In Britain, if a couple want to own a home, rather than renting, even the most modest house is so expensive that, it takes two wages to service a mortgage and pay the bills. There is little social housing to rent in most areas and private rented accommodation is scarce and expensive. Most women work because they must.
The British media and politicians, when it suits their purposes to do so, talk about women going out to work for “pin money”. They blame the ills of society, juvenile delinquency, teenage alienation, and everything from childhood obesity to autism on the fact that mothers go out to work. They portray working mothers as selfish, self-centred and vain women who crave foreign holidays, flashy cars and designer clothes. A few women do go out to work for these things, but the vast majority of women go out to work to pay for food and utility bills. When you realize that electricity and gas prices have doubled in the last few years, water prices have gone up and food prices have risen alarmingly, it is no small wonder that women must work. The average man’s wage just cannot cover all the expenses of even a modest household.
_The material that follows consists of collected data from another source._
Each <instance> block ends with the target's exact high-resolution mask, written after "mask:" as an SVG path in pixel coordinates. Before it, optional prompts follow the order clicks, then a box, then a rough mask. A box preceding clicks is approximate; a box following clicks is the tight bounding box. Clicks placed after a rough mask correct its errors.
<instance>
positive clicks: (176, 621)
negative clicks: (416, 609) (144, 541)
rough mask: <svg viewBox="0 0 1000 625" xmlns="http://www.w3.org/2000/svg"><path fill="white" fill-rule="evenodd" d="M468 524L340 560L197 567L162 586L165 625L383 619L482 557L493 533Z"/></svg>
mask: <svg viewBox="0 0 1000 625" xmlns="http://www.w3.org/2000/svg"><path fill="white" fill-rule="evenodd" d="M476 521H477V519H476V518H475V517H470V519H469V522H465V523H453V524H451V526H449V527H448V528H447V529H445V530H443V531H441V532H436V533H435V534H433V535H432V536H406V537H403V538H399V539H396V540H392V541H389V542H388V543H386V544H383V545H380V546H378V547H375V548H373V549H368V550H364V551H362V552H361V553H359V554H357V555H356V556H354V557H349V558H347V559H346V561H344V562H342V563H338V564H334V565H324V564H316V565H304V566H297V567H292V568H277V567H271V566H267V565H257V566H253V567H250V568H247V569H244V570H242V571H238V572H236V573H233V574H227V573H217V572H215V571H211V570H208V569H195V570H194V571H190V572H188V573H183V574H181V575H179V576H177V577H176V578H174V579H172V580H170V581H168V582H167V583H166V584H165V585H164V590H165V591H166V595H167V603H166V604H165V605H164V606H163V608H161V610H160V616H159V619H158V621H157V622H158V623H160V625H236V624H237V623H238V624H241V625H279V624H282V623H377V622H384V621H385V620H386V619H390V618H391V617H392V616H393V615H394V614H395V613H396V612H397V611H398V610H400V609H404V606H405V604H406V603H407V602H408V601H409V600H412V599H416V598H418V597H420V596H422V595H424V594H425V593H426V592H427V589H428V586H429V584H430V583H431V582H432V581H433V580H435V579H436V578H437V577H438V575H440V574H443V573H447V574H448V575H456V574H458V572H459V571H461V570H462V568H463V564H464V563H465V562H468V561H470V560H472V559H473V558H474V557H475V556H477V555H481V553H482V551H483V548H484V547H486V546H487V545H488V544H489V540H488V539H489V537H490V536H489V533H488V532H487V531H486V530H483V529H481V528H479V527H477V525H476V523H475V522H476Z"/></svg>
Most working mothers are plain tired, they juggle home, family, husband, and job, trying to give their best to each. Working mothers worry about whether they are doing their best for their children. They suffer stress and illness and still keep going because they must.
A recent survey by Leeds University on behalf of the Food Standards Agency enquired into children’s school lunch boxes. It complained that less than 1% of lunchboxes surveyed contained any salad or vegetables. Most children hate salad and many children dislike vegetables intensely. It is all very well for the government to insist that school lunch boxes must contain salad and vegetables. One can imagine that busy working mums need nothing less than government interfering in children’s school lunchboxes, insisting that they put things in them that children will not eat. It will cause arguments in busy households in the mornings and make working mums feel guilty for providing packed lunches that they know their children will eat. Government seems intent on making working women’s lives even harder than they already are. Perhaps the government would be better employed tackling those manufacturers who have made vast profits from providing foods aimed at children’s lunchboxes that contain high levels of fat, salt and sugar.
Most working women are not the high powered executives, models or pop stars depicted on television programmes. They are cleaners, bar maids, shop assistants, clerks, they earn low wages but their earnings are necessary not to buy luxuries but to buy necessities. Most women do not have the luxury of being able to choose whether to work or stay at home and rear their children. They work because they must and they do the best they can and yet they are castigated at every turn. They should be congratulated for their juggling skills and their fortitude not made to feel guilty for doing what they must.